Find comprehensive information on Hypertrophic Cardiomyopathy diagnosis, including clinical documentation, medical coding, ICD-10 codes (I42.1, I42.2), and SNOMED CT concepts. Learn about HCM diagnosis criteria, differential diagnosis, left ventricular hypertrophy, septal thickness, obstructive and nonobstructive HCM, genetic testing, echocardiography, and cardiac MRI for accurate healthcare documentation and coding compliance. Explore resources for physicians, clinicians, and coding professionals related to Hypertrophic Cardiomyopathy management.
Also known as
Obstructive hypertrophic cardiomyopathy
Heart muscle thickening causing blockage of blood flow.
Nonobstructive hypertrophic cardiomyop
Thickened heart muscle without flow obstruction.
Other hypertrophic cardiomyopathies
Includes atypical hypertrophic cardiomyopathy.
Hypertrophic cardiomyopathy, unspecified
Thickened heart muscle, type not specified.
Follow this step-by-step guide to choose the correct ICD-10 code.
Is the cardiomyopathy obstructive?
Yes
Is it familial?
No
Is it familial?
When to use each related code
Description |
---|
Heart muscle thickening |
Athlete's heart |
Hypertensive heart disease |
Coding HCM without specifying obstructive or non-obstructive type (I42.1 vs. I42.2) leads to inaccurate severity reflection and reimbursement.
Failing to code associated conditions like atrial fibrillation (I48.x) or heart failure (I50.x) impacts risk adjustment and resource allocation.
Insufficient clinical evidence in the medical record to support the HCM diagnosis (I42.x) exposes claims to denials and compliance issues.

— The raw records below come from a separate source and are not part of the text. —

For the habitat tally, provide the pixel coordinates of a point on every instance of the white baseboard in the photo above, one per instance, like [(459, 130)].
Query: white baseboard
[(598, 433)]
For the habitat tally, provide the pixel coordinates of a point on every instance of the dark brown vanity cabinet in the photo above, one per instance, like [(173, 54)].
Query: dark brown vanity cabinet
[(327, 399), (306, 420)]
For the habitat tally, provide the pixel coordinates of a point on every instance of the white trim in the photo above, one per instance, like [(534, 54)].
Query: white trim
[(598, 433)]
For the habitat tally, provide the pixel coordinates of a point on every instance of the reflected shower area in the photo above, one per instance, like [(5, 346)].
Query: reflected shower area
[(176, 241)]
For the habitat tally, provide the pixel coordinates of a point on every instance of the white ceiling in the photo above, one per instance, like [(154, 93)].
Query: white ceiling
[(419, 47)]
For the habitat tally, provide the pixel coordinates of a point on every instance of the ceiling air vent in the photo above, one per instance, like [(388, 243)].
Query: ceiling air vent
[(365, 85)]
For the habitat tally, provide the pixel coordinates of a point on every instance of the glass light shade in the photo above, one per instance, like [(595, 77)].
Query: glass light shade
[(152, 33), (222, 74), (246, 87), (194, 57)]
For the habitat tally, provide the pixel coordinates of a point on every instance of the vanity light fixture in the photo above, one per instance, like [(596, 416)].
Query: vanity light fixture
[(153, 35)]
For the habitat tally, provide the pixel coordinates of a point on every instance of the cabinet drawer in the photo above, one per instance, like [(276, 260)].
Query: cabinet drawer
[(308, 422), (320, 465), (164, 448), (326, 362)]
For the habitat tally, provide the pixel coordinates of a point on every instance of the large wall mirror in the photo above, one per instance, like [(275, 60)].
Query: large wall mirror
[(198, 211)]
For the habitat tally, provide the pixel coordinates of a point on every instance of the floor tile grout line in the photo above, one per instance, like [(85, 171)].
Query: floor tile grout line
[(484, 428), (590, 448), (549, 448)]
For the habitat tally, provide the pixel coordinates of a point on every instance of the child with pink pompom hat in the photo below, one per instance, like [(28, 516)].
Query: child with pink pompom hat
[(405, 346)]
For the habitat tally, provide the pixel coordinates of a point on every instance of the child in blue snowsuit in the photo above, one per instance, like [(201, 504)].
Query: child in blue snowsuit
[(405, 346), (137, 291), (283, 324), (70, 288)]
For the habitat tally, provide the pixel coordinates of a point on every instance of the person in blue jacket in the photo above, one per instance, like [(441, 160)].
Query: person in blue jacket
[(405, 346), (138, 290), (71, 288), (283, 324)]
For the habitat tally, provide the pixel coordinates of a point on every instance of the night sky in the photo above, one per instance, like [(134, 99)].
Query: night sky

Patient presents with symptoms suggestive of hypertrophic cardiomyopathy (HCM), including exertional dyspnea, chest pain, palpitations, and presyncope. Family history is significant for sudden cardiac death, raising concern for genetic HCM. Physical examination reveals a brisk carotid upstroke and a palpable fourth heart sound. A systolic ejection murmur may be present, intensifying with Valsalva maneuver. Electrocardiogram (ECG) demonstrates left ventricular hypertrophy (LVH) and repolarization abnormalities. Transthoracic echocardiography (TTE) confirms the diagnosis of HCM, showing significant left ventricular wall thickening, typically involving the interventricular septum, with a left ventricular outflow tract (LVOT) gradient. Differential diagnosis includes athlete's heart, hypertension with LVH, and other cardiomyopathies. Cardiac magnetic resonance imaging (CMR) may be indicated for further evaluation of myocardial fibrosis and LVOT obstruction. Genetic testing for HCM-associated mutations is recommended for the patient and potentially family members. The patient's current New York Heart Association (NYHA) functional class is assessed. Treatment plan includes beta-blockers or calcium channel blockers for symptom management and to reduce LVOT obstruction. Surgical myectomy or alcohol septal ablation may be considered for patients with refractory symptoms despite optimal medical therapy. Patient education focuses on lifestyle modifications, including avoiding strenuous exercise and dehydration, and recognizing symptoms of heart failure exacerbation. Referral to a cardiologist specializing in HCM is warranted for ongoing management and risk stratification for sudden cardiac death. ICD implantation may be indicated for high-risk individuals. Regular follow-up is essential for monitoring disease progression and optimizing treatment strategies.